青岛早报 2016-11-12 00:00 大字

微信时代,打电话成了一件隆重的事,是麻烦别人,但给他打电话总是觉得心安理得,而他每次给我的回复大都令我心满意足。

7月22日晚8点半左右,我想起一件小事,咨询马洪文,就打了一通电话。老马像以往一样不厌其烦地回答了我的疑问,然后他说,本想叫你一起吃饭,但这阵子挺忙,等我从巴西回来,咱们再聚吧!

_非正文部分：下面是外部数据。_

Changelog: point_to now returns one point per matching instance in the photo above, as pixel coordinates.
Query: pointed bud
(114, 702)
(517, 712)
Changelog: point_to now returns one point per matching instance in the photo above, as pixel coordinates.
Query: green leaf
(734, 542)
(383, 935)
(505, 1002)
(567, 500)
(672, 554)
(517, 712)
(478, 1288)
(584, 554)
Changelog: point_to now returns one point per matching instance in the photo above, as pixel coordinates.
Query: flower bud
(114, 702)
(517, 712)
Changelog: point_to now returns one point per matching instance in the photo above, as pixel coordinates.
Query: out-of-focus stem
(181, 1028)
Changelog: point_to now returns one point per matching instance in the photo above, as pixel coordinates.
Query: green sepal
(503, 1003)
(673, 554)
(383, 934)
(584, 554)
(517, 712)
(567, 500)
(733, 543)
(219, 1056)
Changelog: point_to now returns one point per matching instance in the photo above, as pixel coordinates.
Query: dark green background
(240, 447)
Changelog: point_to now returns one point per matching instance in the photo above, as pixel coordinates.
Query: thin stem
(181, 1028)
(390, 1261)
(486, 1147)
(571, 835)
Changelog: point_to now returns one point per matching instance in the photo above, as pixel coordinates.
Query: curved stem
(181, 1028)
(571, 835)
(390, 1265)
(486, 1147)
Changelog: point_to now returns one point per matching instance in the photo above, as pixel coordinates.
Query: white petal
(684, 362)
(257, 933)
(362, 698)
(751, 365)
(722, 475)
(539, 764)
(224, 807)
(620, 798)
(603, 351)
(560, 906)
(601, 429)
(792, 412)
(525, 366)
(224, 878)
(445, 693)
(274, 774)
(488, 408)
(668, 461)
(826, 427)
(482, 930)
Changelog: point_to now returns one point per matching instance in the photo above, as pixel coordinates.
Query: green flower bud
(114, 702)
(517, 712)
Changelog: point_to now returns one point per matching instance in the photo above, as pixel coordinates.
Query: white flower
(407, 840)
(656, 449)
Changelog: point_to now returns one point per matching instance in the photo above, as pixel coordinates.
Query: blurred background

在过去的十多年中,我经常咨询马洪文一些大大小小的问题,他是老青岛、老报社人,又是一个粗中有细、古道热肠的老兄。微信时代,打电话成了一件隆重的事,尤其是做媒体的人,作息时间不规律,所以我非常不愿意打电话给别人,总觉得那有点强占别人时间的味道,是麻烦别人,但给他打电话总是觉得心安理得,而他每次给我的回复大都令我心满意足。

只是我到现在还难以接受,那通电话是我与老马最后的交流了。

仅仅是5个小时以后,老马就突发心梗,送青岛阜外医院紧急抢救,我于凌晨3时左右闻讯赶到医院,医生说,心跳与血压已经恢复,但情况不是太乐观。

吉争、王盛、小卢三位同事与老马的弟弟和同学在抢救室外默默地站着,爱静陪着老马的太太。我总觉得情况不至于太糟,又不知如何安慰老马的太太,手足无措地立在那儿。

不久,一位男医生出来说,心率与血压都在降,要做好最坏的打算。再过了半小时,急救室的门打开了,我们听到的消息居然是:“家属再来看最后一眼吧!”这时,是凌晨4:05。看着病床上的老马,谁都不能相信一个生龙活虎的人就这样仓促地走了。

韩星、许诺、李潇元在此期间闻讯赶来,由于缺乏心理准备,看到眼前的情景,他们无一例外地泪如雨下。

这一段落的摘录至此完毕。